New Shopping Ads For YouTube

Now, Google is taking things even further with new Shopping ads for YouTube, which will let advertisers show a click-to-buy ad within partner videos. It's kind of a cross between the aforementioned cards and TrueView for Shopping features. It's like cards because they appear in the actual videos, but it's like TrueView for Shopping in that they will appear on videos beyond your own. Like Shopping ads on Google, advertisers only pay when a user clicks on the ad.

"We’ve kept the format similar to Cards and TrueView for shopping, so users can easily recognize and click on the 'i' icon at the top right of a video to view the Shopping ads," explains Diya Jolly, Director, Video Ads Product Management. "Shopping ads on YouTube are built off of your existing product feed in Merchant Center. They will enter an auction similar to Shopping ads on Google search and are selected based on a variety of contextual signals."

"Shopping ads on YouTube provide an entirely new revenue stream for creators, providing another way to monetize product-focused videos," adds Jolly. "They also provide a more interactive experience for viewers, letting them shop directly from videos."

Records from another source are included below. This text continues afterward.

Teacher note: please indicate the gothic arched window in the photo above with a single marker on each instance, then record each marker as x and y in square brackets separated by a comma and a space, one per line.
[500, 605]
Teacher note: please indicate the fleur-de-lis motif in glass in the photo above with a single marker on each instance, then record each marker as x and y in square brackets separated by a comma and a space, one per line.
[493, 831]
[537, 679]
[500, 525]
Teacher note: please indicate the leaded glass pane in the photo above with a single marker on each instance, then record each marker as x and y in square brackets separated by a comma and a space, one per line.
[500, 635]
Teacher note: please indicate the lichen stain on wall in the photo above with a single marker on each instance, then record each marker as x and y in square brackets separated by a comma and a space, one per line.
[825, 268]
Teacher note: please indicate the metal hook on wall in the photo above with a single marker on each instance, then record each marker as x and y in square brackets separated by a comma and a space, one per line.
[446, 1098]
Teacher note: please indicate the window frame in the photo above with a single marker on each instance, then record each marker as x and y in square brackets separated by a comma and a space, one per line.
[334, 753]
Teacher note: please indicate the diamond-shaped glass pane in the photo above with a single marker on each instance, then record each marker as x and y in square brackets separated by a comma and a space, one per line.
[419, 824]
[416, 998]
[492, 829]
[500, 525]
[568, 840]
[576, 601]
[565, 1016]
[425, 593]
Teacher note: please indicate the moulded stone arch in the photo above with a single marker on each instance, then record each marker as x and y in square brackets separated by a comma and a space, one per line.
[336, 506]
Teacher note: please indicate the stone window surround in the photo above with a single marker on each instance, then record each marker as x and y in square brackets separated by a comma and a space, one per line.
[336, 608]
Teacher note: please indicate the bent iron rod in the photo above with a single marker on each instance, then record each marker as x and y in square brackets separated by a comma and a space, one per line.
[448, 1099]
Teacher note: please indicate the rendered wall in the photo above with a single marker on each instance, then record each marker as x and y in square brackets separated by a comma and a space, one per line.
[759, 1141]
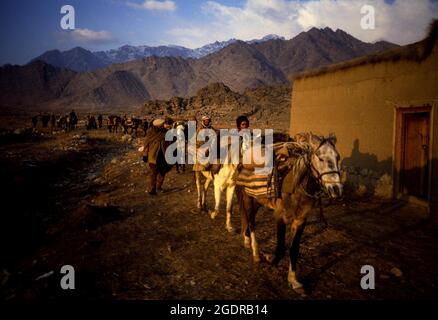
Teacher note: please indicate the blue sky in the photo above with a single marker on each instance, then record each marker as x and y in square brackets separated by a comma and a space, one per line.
[28, 28]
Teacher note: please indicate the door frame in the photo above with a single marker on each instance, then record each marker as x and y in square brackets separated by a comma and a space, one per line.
[399, 135]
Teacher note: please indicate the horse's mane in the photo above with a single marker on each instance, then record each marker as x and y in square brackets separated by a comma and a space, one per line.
[292, 161]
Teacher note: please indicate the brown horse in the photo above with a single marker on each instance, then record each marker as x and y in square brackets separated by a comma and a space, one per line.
[303, 169]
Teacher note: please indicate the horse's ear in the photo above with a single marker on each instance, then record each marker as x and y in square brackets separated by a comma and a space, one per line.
[332, 138]
[314, 140]
[301, 137]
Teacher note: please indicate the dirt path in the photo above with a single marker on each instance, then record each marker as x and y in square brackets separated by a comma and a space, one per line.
[125, 244]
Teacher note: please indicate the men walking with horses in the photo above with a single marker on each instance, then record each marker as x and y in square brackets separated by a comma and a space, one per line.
[206, 123]
[73, 119]
[154, 154]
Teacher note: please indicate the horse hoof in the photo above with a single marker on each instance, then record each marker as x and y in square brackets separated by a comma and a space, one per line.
[301, 291]
[269, 257]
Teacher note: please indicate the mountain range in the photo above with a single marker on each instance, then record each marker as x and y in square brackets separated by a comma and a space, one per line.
[80, 59]
[239, 65]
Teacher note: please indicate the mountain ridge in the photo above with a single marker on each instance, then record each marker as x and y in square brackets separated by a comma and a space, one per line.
[240, 65]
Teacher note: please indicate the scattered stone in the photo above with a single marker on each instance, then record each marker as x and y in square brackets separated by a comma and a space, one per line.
[361, 190]
[384, 187]
[396, 272]
[45, 275]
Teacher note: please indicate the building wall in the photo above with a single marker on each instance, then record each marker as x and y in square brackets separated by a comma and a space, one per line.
[358, 105]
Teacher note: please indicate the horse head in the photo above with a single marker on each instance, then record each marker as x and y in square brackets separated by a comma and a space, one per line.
[324, 161]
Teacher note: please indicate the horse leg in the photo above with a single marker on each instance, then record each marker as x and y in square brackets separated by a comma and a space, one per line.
[243, 208]
[297, 229]
[230, 193]
[199, 188]
[204, 193]
[217, 198]
[280, 248]
[254, 245]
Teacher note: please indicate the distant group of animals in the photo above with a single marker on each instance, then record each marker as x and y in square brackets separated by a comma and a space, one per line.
[69, 121]
[306, 168]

It's unclear exactly when you'll be able to start using the new shopping ads, but Google says it will roll the feature out in the coming months.

More New Ad capabilities for YouTube

In addition to all of this, Google made a few other ad-related announcements for YouTube. For one, they have a new TrueView for app promotion format that reaches users as they're exploring content on YouTube.

These will appear in the recently launched YouTube Gaming app in addition to regular YouTube. The company says it will bring the ability to bid by cost per install in the coming months.

The company also announced that its Brand Lift solution will now take YouTube searches into account so businesses will be able to see if their ads are driving searches for organic video content related to their brand.

The other day, Google announced a new ad targeting product called Customer Match, which lets advertisers target people whose email addresses they already have. This works across YouTube in addition to Google Search and Gmail.

Do you expect to take advantage of YouTube's new ecommerce-geared features? Discuss.